The changes in the platelet proteome identified in our study might be associated with an altered platelet response, potentially affecting their role in haemostasis or fibrosis progression. Likely by indirectly influencing pathways affecting the platelet response. Such as the previously mentioned 14–3-3 gamma which interacts with the glycoprotein Ib-IX complex which in turn interplays with VWF or Rho GDI 1 which adjusts Rho GTPase activity and affects platelet physiology and subsequent interactions.

In the past, platelet proteomics were successfully performed in a variety of diseases and in many cases identify molecular and functional platelet changes compared to healthy donors. Yet, a more precise assessment of the consequences of platelet proteome alteration is lacking in many cases.
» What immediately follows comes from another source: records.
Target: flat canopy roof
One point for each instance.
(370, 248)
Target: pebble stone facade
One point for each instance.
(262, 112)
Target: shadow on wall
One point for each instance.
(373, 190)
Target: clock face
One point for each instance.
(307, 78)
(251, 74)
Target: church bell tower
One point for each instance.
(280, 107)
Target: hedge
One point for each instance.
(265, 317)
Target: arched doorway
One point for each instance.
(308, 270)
Alcohol consumption exerts a multifaceted impact on platelet function, primarily influencing platelet aggregation and activation pathways [39]. Chronic alcohol exposure has been associated with altered platelet morphology and function, potentially due to ethanol’s direct toxic effects on megakaryocytes and its indirect effects mediated through altered hepatic metabolism [40]. Moreover, alcohol-induced oxidative stress plays a crucial role in modulating the platelet proteome, leading to dysregulation of proteins involved in hemostatic processes [41]. In our study, the direct effects of alcohol on the platelet proteome were minimized as much as possible by adhering to strict exclusion criteria mentioned above, ensuring that observed proteomic changes were predominantly associated with the progression of liver cirrhosis rather than acute alcohol exposure.
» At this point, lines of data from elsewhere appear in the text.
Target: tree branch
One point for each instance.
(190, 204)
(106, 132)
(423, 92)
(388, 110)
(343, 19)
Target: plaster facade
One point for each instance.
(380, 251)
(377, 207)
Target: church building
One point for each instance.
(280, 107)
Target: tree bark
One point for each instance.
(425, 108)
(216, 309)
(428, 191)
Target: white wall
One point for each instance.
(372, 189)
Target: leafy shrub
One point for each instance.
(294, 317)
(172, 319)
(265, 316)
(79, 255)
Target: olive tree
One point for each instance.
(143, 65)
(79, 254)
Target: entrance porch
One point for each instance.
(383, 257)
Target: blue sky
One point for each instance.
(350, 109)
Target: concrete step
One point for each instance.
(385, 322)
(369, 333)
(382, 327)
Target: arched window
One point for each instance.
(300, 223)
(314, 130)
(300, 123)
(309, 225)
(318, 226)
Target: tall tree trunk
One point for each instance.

As with other platelet proteome studies, this analysis is potentially influenced or limited by several factors. Collection and preparation of samples as well as use of non-antithrombotic medications like anti-depressants might have influenced platelet activation. Standardization of collection and preparation as well as rigid exclusion criteria were applied to minimize such influences. Due to the numerically very low platelet count in patients with advanced cirrhosis, we were able to extract a limited total amount of platelets from these patients. This limited further evaluation of findings in subsequent analysis such as immunoassays or alternative MS-based methods due to our focus of running each sample both in a technical and biological duplicate. This circumstance represents a limitation of our study and should be prioritized in future research endeavors. Furthermore, the sample size, though adequate for initial exploratory analysis, may be inadequate for broad generalizability. This limitation could affect the statistical power and detection of significant differences between groups, as well as the extrapolation of findings to a wider population. Recognizing this constraint is vital for interpreting our results. Lastly, a prospective longitudinal approach would have been more conclusive to show changes throughout disease progression.

In conclusion, we identified several down-regulated proteins thus providing novel information regarding the platelet proteome and its changes in liver cirrhosis patients. Future studies are needed to further clarify the role and significance of the described proteins due to the many pathways and interactions still unclear in platelet regulation. Additionally future research is now needed to determine the clinical significance for haemostatic or immune regulatory function of platelets in cirrhosis.